Autism Awareness month was launched in an incredible spectacle of blue on April 2, World Autism Awareness day, reminding the world that the entire month of April is Autism Awareness Month. From the Great Sphinx and Pyramids of Giza to 30 Rockefeller Center in Manhattan, iconic landmarks across the globe were bathed in blue lights to raise awareness of ASD. The UN declared April 2 World Autism Awareness day in 2007.
On the world stage, the UN called for greater employment opportunities for individuals across the autism spectrum, asking businesses to look for opportunities to deploy their strengths in innovative ways. Ban Ki-moon, the UN's Secretary General, expressed his confidence in a better future for them,
“People with autism have enormous potential. Most have remarkable visual, artistic or academic skills. Thanks to the use of assistive technologies, non-verbal persons with autism can communicate and share their un-tapped capabilities.”
Ki-moon's words have greater significance due to the sheer number of people who have been diagnosed on the autism spectrum. The US Centers for Disease Control and Prevention (CDC) estimates that 1 in every 68 children have been identified with autism. On average, most children are diagnosed after age four, though a diagnosis at age two has been show to be reliable, valid and stable. On the positive side, the CDC also reports that almost half (46 percent) of these children with ASD have above average intelligence.

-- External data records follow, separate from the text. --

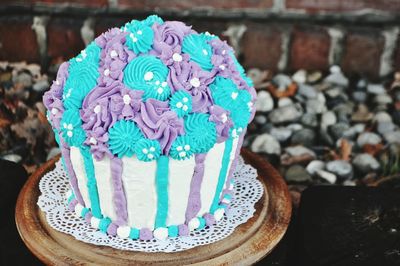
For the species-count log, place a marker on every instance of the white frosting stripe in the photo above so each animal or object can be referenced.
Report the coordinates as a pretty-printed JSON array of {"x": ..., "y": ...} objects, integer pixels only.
[
  {"x": 79, "y": 168},
  {"x": 139, "y": 183},
  {"x": 180, "y": 176}
]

Throughout the month of April, it's important for everyone to realize that just being aware is not enough. Action should lead from awareness. In August of last year, President Obama introduced the Autism CARES Act, which sets aside $260 million in funding for autism each year through 2019 for autism research. Part of the funding will go to appointing an “Autism czar” within the U.S. Dept. of Health and Human Services who can oversee all of the nation's autism research, services and support activities.
For parents and anyone concerned about children with autism, there are important actions that can be taken right now. First, go to the CDC's Learn the Signs, Act Early site. People can even volunteer to campaign in their communities or become an ambassador on the national level. Any website owner can, at the very least, add a link on their website. There is some level of involvement available for everyone. As autism awareness leads to significant action around the world, the future looks much brighter for all of us.